3.1. MIShmash

Here you can find documentation for all supported NGS read simulators. Please note that you can use simplified names of classes like rnftools.mishmash.ArtIllumina (instead of longer rnftools.mishmash.artIllumina.ArtIllumina). General information about read simulators can be found on a special page called Exhaustive list of read simulators.

3.1.1. Classes for individual simulators

3.1.1.1. Art-Illumina: rnftools.mishmash.ArtIllumina

class rnftools.mishmash.ArtIllumina.ArtIllumina(fasta, sequences=None, coverage=0, number_of_read_tuples=0, read_length_1=100, read_length_2=0, distance=500, distance_deviation=50.0, rng_seed=1, other_params='')[source]
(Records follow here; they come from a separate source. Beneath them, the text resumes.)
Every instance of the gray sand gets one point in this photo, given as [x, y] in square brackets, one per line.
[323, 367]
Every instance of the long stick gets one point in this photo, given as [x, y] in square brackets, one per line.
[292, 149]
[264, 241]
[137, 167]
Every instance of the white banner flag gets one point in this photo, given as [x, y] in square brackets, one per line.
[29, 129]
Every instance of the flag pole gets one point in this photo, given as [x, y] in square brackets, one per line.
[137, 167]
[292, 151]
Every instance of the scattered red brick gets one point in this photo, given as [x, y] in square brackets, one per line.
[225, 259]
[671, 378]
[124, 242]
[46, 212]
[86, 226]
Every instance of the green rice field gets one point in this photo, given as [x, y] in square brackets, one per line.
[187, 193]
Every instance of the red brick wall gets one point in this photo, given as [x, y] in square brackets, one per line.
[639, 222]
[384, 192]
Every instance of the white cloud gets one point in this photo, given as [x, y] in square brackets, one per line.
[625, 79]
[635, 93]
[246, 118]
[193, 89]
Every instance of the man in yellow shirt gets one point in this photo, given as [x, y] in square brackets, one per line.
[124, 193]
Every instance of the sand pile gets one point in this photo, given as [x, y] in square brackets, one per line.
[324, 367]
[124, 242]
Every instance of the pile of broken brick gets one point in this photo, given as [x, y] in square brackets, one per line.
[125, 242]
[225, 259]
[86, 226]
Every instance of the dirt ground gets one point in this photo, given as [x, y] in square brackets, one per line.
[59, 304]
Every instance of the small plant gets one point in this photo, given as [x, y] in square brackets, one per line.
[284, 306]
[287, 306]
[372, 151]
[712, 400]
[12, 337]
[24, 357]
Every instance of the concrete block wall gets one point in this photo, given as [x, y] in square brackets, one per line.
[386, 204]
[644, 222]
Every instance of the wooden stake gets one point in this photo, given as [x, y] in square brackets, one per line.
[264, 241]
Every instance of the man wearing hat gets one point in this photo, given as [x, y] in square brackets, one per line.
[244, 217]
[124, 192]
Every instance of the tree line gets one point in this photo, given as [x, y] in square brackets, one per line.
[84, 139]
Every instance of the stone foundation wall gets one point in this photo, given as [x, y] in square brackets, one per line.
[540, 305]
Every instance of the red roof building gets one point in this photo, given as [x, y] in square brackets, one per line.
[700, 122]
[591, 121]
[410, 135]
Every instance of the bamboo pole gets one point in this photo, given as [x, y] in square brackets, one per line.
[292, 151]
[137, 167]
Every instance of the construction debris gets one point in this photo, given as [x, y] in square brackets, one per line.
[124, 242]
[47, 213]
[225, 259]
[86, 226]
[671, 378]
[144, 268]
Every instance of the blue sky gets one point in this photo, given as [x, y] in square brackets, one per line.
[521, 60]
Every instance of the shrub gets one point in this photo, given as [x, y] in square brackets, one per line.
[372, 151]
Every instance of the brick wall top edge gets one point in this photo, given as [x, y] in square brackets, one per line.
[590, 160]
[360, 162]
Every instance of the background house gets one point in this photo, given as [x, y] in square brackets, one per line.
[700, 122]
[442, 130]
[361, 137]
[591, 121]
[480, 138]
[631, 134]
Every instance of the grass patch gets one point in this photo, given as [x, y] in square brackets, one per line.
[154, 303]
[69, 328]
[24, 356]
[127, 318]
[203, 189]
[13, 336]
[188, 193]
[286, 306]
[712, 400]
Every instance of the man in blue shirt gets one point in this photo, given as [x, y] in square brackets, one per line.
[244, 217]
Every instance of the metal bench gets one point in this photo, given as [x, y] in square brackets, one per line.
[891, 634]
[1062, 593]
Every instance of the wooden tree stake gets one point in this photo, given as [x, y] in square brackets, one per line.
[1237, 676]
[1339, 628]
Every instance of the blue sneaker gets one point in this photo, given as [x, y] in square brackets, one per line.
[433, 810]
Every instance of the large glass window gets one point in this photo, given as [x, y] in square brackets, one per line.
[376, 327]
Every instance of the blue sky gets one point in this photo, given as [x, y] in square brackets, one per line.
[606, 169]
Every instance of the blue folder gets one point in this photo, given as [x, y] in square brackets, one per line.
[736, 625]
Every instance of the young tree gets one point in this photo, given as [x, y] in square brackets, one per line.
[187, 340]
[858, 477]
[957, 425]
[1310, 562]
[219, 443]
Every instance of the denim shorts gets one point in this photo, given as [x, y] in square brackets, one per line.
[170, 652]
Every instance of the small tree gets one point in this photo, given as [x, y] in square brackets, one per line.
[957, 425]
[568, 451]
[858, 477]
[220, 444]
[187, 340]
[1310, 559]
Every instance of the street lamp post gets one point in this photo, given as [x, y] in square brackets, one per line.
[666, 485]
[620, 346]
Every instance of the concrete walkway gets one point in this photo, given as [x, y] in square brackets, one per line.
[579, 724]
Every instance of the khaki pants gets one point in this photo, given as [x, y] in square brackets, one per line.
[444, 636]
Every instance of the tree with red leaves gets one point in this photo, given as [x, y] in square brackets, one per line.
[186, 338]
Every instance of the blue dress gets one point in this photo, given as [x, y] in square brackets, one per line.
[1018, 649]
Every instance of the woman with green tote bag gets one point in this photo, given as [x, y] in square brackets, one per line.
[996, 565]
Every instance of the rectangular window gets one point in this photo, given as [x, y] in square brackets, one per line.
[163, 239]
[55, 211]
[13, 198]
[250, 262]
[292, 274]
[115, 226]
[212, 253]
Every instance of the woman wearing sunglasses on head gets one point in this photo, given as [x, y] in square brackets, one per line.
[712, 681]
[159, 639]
Bases: rnftools.mishmash.Source.Source

Class for the ART Illumina (http://www.niehs.nih.gov/research/resources/software/biostatistics/art/).

Single-end reads and pair-end reads simulations are supported. For pair-end simulations, lengths of both ends must be equal.

Parameters:
  • fasta (str) – File name of the genome from which read tuples are created (FASTA file). Corresponding ART parameter: -i --in.
  • sequences (set of int or str) – FASTA sequences to extract. Sequences can be specified either by their ids, or by their names.
  • coverage (float) – Average coverage of the genome. Corresponding ART parameter: -f --fcov.
  • number_of_read_tuples (int) – Number of read tuples.
  • read_length_1 (int) – Length of the first read. Corresponding ART parameter: -l --len.
  • read_length_2 (int) – Length of the second read (if zero, then single-end reads are simulated). Corresponding ART parameter: -l --len.
  • distance (int) – Mean inner distance between reads. Corresponding ART parameter: -m --mflen.
  • distance_deviation (int) – Standard devation of inner distances between reads. Corresponding ART parameter: -s --sdev.
  • rng_seed (int) – Seed for simulator’s random number generator. Corresponding ART parameter: -rs --rndSeed.
  • other_params (str) – Other parameters which are used on commandline.
Raises:

ValueError
create_fq()[source]

Simulate reads.

get_input()[source]

Get list of input files (required to do simulation).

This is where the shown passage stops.